Car is in very good condition with only 42,000 miles. I'm looking for a mechanic for hire that I can count on throughout the project, ideally someone with MK1 experience and ASE certification. I would provide the parts (and garage space if necessary) and pay for labor at an hour/day/or project rate. Located in West Palm Beach.
Work to include: installing new suspension, replacing all bushings, hoses, engine mounts, tuning engine (distributor, rotor, plugs, wires), timing belt, water pump, thermostats, all fluids flushed and replaced, stainless steel brake line installation, brake service (new pads). Likely new control arms, ball joints, steering rack etc. Possibly body work as well.
If you are interested or can recommend anyone I'd very much appreciate it. Serious inquiries only please.


----------



## where_2 (Jul 21, 2003)

*Re: Looking to hire mechanic for 83 GTI restoration project in South Florida (bunny83)*

Good luck with that search. I've lived in the Palm Beach area for 30+ years and a decent VW mechanic is (and has always been) hard to find... I suspect a decent Mk1 mechanic is going to be even more difficult to find. (as someone who's driven nothing but VW's since 1988, I'm not new to this quest for a decent VW mechanic. I've owned a Type 1 Beetle, a Mk1 Scirocco_S, two Corrado's, and two MkV's).


----------



## bunny83 (Jan 26, 2008)

Thanks, I suspect you're right on...but still hoping


----------



## bunny83 (Jan 26, 2008)

*Re: (bunny83)*

Took the GTI to “The Master” at German Motoring in Miami.
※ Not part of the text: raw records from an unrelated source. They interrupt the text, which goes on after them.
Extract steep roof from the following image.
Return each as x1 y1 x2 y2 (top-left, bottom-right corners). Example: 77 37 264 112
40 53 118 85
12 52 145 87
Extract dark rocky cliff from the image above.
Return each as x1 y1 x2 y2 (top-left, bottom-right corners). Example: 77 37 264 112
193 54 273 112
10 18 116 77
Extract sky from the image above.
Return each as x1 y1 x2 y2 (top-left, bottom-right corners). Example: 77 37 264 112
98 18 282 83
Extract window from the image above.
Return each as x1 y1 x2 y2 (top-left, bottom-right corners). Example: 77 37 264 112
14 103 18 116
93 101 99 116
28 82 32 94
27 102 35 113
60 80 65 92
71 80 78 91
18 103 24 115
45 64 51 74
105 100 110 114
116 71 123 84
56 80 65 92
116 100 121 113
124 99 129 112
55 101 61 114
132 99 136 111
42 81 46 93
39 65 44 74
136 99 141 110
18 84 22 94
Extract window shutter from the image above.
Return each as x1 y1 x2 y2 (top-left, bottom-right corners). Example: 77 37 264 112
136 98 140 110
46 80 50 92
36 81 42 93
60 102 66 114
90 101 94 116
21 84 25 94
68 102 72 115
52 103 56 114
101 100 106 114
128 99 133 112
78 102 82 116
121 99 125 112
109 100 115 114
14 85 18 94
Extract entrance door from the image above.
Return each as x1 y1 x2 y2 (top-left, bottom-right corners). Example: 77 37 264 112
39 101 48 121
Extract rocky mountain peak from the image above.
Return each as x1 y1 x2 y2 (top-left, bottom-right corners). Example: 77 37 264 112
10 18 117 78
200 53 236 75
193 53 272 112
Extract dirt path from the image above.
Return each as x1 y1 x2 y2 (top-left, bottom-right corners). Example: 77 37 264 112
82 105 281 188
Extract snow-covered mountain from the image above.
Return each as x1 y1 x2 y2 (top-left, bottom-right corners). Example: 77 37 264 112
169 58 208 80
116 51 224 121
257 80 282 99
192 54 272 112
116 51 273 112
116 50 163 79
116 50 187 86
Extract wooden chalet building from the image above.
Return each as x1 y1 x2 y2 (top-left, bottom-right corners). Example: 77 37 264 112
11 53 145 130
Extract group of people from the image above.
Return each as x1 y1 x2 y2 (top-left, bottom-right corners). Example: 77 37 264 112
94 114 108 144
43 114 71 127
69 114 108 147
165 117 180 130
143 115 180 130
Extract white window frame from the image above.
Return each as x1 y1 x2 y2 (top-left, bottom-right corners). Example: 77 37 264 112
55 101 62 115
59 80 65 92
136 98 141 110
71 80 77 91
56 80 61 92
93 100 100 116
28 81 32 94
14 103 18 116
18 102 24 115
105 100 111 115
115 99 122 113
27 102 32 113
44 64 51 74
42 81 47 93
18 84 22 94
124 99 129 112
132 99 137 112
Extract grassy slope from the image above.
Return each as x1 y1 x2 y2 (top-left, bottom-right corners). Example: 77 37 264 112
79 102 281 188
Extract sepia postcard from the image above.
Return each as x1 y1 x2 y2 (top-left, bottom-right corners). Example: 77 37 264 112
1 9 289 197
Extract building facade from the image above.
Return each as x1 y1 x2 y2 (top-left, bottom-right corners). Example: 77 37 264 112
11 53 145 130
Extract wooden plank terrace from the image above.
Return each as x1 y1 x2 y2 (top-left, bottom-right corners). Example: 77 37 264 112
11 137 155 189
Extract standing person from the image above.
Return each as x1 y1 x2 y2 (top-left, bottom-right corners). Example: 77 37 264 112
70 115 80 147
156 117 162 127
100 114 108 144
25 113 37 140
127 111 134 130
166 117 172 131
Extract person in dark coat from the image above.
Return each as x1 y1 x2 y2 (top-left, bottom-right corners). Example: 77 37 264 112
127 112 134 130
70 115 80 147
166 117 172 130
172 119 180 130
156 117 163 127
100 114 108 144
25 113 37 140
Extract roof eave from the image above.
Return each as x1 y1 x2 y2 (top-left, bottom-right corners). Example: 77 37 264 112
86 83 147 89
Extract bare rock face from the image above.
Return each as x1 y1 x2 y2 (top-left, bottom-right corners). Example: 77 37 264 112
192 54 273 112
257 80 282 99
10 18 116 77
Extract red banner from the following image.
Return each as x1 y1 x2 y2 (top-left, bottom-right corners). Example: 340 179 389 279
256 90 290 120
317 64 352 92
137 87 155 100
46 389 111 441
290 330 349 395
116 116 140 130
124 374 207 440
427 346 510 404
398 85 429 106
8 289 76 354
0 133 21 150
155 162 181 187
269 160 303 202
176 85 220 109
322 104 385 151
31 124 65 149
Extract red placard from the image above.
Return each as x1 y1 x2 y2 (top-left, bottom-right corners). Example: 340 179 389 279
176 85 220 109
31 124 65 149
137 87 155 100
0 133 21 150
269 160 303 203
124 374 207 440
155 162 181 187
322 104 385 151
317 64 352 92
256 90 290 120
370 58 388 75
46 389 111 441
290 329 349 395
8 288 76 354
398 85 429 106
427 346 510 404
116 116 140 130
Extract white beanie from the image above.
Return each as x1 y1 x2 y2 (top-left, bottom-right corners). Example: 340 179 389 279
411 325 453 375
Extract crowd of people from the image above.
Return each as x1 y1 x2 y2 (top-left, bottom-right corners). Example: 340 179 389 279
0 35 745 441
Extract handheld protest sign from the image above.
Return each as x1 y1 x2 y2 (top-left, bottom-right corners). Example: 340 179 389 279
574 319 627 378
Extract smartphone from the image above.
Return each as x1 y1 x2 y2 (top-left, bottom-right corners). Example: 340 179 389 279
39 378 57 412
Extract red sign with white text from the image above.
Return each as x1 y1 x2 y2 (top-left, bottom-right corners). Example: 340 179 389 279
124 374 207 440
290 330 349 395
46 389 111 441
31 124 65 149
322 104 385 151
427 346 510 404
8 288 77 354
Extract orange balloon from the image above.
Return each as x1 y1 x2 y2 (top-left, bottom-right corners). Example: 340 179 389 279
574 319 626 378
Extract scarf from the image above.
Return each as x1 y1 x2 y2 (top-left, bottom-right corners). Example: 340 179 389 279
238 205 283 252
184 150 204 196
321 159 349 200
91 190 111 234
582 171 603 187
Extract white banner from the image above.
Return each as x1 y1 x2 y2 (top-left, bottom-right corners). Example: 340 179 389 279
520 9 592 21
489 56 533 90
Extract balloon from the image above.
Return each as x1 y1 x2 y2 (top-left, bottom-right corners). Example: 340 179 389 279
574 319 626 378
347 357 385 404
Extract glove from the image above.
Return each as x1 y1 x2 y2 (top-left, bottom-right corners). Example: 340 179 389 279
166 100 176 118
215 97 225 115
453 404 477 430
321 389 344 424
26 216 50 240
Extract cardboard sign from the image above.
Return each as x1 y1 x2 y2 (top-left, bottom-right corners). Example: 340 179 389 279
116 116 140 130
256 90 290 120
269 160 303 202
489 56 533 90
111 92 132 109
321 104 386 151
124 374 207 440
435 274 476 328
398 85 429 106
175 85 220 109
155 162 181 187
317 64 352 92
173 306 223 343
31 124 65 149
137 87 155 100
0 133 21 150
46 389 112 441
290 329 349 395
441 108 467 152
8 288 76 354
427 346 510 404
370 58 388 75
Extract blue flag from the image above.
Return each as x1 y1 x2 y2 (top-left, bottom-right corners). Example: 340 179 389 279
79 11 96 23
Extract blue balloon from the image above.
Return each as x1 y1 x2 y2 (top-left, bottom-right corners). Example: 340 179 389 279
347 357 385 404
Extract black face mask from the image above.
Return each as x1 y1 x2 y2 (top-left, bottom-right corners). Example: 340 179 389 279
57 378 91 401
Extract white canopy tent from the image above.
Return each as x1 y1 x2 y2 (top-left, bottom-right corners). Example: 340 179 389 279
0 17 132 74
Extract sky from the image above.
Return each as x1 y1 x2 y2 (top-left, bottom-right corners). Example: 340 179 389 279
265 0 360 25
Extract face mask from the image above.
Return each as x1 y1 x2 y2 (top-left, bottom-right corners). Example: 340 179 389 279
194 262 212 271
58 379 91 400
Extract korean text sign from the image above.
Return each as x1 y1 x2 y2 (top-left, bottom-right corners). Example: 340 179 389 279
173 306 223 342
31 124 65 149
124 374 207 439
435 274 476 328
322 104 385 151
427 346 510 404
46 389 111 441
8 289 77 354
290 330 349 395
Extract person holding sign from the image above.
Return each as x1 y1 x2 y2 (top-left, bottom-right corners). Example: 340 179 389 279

I’d selfishly prefer to keep his genius to myself but the man deserves to be recognized. He knows his stuff (down to the last detail)… is seriously passionate about mk1s (breeding a whole batch of his own)… and spent many unbilled HOURS answering questions and making suggestions. I got my car back in record time, in top shape, and paid a very fair price. Doing business with him was so much fun, he is also working on our 83’ diesel and 87’ cabrio next.
Its best to email him at [email protected]


----------



## Fknmovin60 (Apr 16, 2005)

*Re: (bunny83)*















http://****************.com/smile/emthup.gif


----------



## kineticap_84 (Dec 28, 2008)

I've been to German Motoring and its true, The Master (Rob) is the source for VW information and expert service. Thank you Rob and I'm almost ready for the interior on the 83 GTI (but not quite).


----------



## Fknmovin60 (Apr 16, 2005)

*Re: (kineticap_84)*















http://****************.com/smile/emthup.gif


----------



## bunny83 (Jan 26, 2008)

*Re: (Fknmovin60)*

hey there!
check your email...i got another job for you, oh master of all


----------



## Fknmovin60 (Apr 16, 2005)

*Re: (bunny83)*















http://****************.com/smile/emthup.gif


----------



## schwartzmagic (Apr 29, 2007)

bunny83 said:


> Took the GTI to “The Master” at German Motoring in Miami. I’d selfishly prefer to keep his genius to myself but the man deserves to be recognized. He knows his stuff (down to the last detail)… is seriously passionate about mk1s (breeding a whole batch of his own)… and spent many unbilled HOURS answering questions and making suggestions. I got my car back in record time, in top shape, and paid a very fair price. Doing business with him was so much fun, he is also working on our 83’ diesel and 87’ cabrio next.
> Its best to email him at [email protected]...


 
Fuhking A!!!!!!! LOL I know that dude..... He's a Jedi Master :laugh:


----------



## Snatcher (Apr 3, 2009)

where is this master located?! (i'm also down in south florida) I needs some help with my 92 golf's timing!


----------